Un des documents diplomatiques américains révélés lundi par le site internet Wikileaks confirme au moins implicitement la présence d'armes nucléaires en Belgique, jamais - ou très rarement - admise officiellement. L'un de ces documents est un câble diplomatique datant du 12 novembre 2009 et adressé par l'ambassade des Etats-Unis en Allemagne au département d'Etat (ministère des Affaires étrangères) à Washington, qui relate une conversation entre l'ambassadeur américain à Berlin, Philip Murphy, le sous-secrétaire d'Etat américain Phil Gordon et un conseiller à la sécurité de la chancelière Angela Merkel, Christop Heusgen.

En réponse à une question de M. Gordon sur le possible retrait de toutes les bombes nucléaires stationnées en Allemagne, M. Heusgen se distancie de la demande en ce sens faite par le ministre allemand des Affaires étrangères, le libéral (FDP) Guido Westerwelle, qui souhaite le départ de ces engins - des bombes à gravité de type B-61 pouvant être emportées par de chasseurs-bombardiers Tornado.

Le conseiller de la chancelière chrétienne-démocrate (CDU) ajoute qu'à son sens, un retrait unilatéral "des vingt" armes nucléaires tactiques encore stationnées en Allemagne n'a guère de sens, alors que la Russie en conserve "des milliers", selon ce compte-rendu classé "confidentiel".

M. Gordon a alors évoqué les conséquences potentielles de la proposition allemande, soulignant qu'un retrait des armes nucléaires d'Allemagne "et peut-être de Belgique et des Pays-Bas" pourrait "rendre très difficile pour la Turquie de maintenir son propre arsenal, même si elle est encore convaincue du besoin de le faire".

Les pays de l'OTAN accueillant des armes nucléaires américaines n'ont jamais ni confirmé ni démenti cette présence même si elle est un secret public, notamment en ce qui concerne la base aérienne de Kleine-Brogel (Limbourg).
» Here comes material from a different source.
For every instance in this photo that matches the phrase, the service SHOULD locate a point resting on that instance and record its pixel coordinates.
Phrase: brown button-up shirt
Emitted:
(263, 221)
M. Westerwelle, ainsi que ses homologues belge, luxembourgeois, norvégien et néerlandais avaient en février demandé à l'OTAN un débat sur sa "politique nucléaire", souhaitant implicitement l'élimination des quelque 240 bombes atomiques B-61 largables d'avion que les Etats-Unis, d'après des experts, stockent encore dans cinq pays de l'OTAN (Allemagne, Belgique, Italie, Pays-Bas et Turquie).

Lors de son dernier sommet, les 19 et 20 novembre à Lisbonne, l'Alliance atlantique s'est engagée à maintenir "une combinaison appropriée de forces conventionnelles, nucléaires et de défense antimissile", tout en annonçant un "examen" de la posture générale de l'OTAN, y compris sur le plan nucléaire, qui pourrait avoir lieu en 2011.

La présence d'armes nucléaires américaines à Kleine-Brogel n'a à ce jour été reconnue publiquement qu'une seule fois, en 1988, par le ministre de la Défense de l'époque, Guy Coëme.

S'exprimant à l'occasion du départ de Florennes des missiles de croisière américains retirés en vertu du traité INF de 1987 après trois ans de présence, M. Coëme avait reconnu le 13 décembre 1988 que des armes nucléaires se trouvaient sur la base limbourgeoise. "A l'exception de Kleine-Brogel, il n'y a pas d'autres types d'armes nucléaires dans notre pays", avait-il affirmé - à la consternation de l'ambassadeur américain, Maynard Glitman.

La politique constante de l'OTAN est celle du "no-no" (ni confirmer ni démentir) tout en reconnaissant que certaines bases et avions alliés disposent d'une "double capacité" (conventionnelle et nucléaire).